No se trata de percepción, como se ha pretendido excusar, de lo que hablamos. Es una realidad que si no se encara con prontitud y eficiencia, va a convertir al país en una inmensa cárcel, donde terminaremos todos viviendo entre rejas.
Es importante señalar que escribimos estas líneas antes de que el Presidente presentara su informe anual a la Asamblea Nacional. Por lo tanto, no incluimos aquí cualquier mención de que el Primer Mandatario haya podido hacer respecto a ese delicado tema. Sin embargo, el reconocimiento de El Aissami es suficiente como para sentir cierto alivio. Esperemos que no haya sido luego desmentido ni descalificado.
Hemos abordado el asunto en muchísimas ocasiones, sin desconocer el matiz político que se esconde tras quienes lo utilizan con fines distintos a la denuncia, pero hasta ahora no aparecía afrontado de manera sincera como lo ha asumido el ministro. Más bien, lo que hemos escuchado hasta el cansancio es que la revolución no reprime, porque esas prácticas cuartorrepublicanas son propias de regímenes que desconocen la raíz social del problema. Si bien admitimos nuestro rechazo y repulsa hacia toda forma de violencia, la represión incluida como una manifestación de ella, no dejamos de reconocer que hay ocasiones en que el castigo y la sanción son indispensables, si se pretende preservar el estado de derecho que merecemos.
Ese dejar hacer lo que todo el mundo quiere, lejos de "empoderar" a la gente en el buen sentido del término, gringo por lo demás, lo cual ha originado es este descarrilamiento colectivo que permite que cualquiera tenga un arma y, peor aún, que la utilice a su discreción cuando le dé la real gana. Desde la primera vez que se habló de la "no represión", han ocurrido demasiadas cosas. Algunas buenas, hay que admitirlo, como dejar que la toma de la plaza Altamira languideciera de puro cansancio. Pero las más de las veces, tanta impunidad ha convertido en infractores a ciudadanos que antes cumplían las leyes por el solo temor a la sanción. Como esta no aparece, en esta ciudad de infierno, los motorizados circulan por las aceras y los criminales actúan libremente en las autopistas.

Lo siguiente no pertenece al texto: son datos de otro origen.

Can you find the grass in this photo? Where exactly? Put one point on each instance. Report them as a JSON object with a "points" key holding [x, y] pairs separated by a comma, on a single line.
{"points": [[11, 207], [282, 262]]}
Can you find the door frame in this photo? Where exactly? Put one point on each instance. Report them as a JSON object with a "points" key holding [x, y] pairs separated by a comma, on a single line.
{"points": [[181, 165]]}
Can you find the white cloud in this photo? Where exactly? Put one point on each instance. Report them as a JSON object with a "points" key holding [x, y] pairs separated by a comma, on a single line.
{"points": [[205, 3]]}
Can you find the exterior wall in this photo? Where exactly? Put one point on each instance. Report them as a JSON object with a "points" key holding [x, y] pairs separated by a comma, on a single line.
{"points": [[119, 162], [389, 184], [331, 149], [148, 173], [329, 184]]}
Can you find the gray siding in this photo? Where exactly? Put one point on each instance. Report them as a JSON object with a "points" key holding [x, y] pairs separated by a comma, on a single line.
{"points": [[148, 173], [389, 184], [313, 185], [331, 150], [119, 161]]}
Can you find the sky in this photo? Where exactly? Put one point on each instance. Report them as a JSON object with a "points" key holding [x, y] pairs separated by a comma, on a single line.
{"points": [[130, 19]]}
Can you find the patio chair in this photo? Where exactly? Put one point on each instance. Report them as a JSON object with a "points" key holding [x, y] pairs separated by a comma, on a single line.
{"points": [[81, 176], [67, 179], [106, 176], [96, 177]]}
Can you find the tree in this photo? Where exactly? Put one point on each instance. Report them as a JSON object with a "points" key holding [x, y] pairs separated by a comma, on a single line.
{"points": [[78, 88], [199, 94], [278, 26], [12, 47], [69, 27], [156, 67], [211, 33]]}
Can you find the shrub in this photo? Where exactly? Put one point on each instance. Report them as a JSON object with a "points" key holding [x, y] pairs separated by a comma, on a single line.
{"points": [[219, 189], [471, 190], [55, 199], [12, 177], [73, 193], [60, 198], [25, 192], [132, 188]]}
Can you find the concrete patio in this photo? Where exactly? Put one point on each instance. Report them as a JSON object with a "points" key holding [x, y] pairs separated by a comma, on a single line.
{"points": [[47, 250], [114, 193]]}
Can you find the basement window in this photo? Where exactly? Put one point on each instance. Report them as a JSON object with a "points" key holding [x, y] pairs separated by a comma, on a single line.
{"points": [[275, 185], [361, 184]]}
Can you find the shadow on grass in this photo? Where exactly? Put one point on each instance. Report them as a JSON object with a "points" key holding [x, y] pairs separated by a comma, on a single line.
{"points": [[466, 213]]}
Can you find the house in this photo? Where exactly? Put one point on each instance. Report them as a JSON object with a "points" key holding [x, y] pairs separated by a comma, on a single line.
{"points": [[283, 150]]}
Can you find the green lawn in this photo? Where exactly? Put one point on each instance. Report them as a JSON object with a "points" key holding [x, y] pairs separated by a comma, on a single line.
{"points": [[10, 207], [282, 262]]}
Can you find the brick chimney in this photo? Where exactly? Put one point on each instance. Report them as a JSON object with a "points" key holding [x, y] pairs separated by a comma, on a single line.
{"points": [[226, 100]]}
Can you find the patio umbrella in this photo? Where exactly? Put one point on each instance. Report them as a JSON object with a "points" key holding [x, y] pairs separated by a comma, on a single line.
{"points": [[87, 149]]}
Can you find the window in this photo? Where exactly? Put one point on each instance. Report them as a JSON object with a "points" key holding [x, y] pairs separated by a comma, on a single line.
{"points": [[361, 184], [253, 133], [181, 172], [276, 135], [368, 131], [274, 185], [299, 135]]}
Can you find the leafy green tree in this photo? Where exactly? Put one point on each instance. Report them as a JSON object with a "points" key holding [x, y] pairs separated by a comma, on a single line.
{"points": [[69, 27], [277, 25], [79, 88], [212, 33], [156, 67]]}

No sabemos si la solución pasa por una nueva reestructuración del Cicpc, por la creación de un servicio de investigación criminal, por la construcción de más cárceles, por la sanción a los jueces que no cumplan con sus funciones, o por todas ellas juntas; de lo que sí estamos seguras es de que hay que empezar por el principio, por el hogar y por la educación, y mientras recorremos ese larguísimo camino, necesario para la construcción de una sociedad sana, hay que ir enrejando a cuanto delincuente pase la raya. Reprimir no necesariamente es violar los derechos humanos de quien sea sujeto de ella; implica contener y detener una escalada de violencia que mantiene a Caracas entre las ciudades más inseguras del mundo.
El tema, lo sabemos, es caldo de cultivo para que los zamuros encuentren en él alimento para sus ambiciones particulares, pero no abordarlo con firmeza es correr una arruga que no se puede ni se debe esconder más.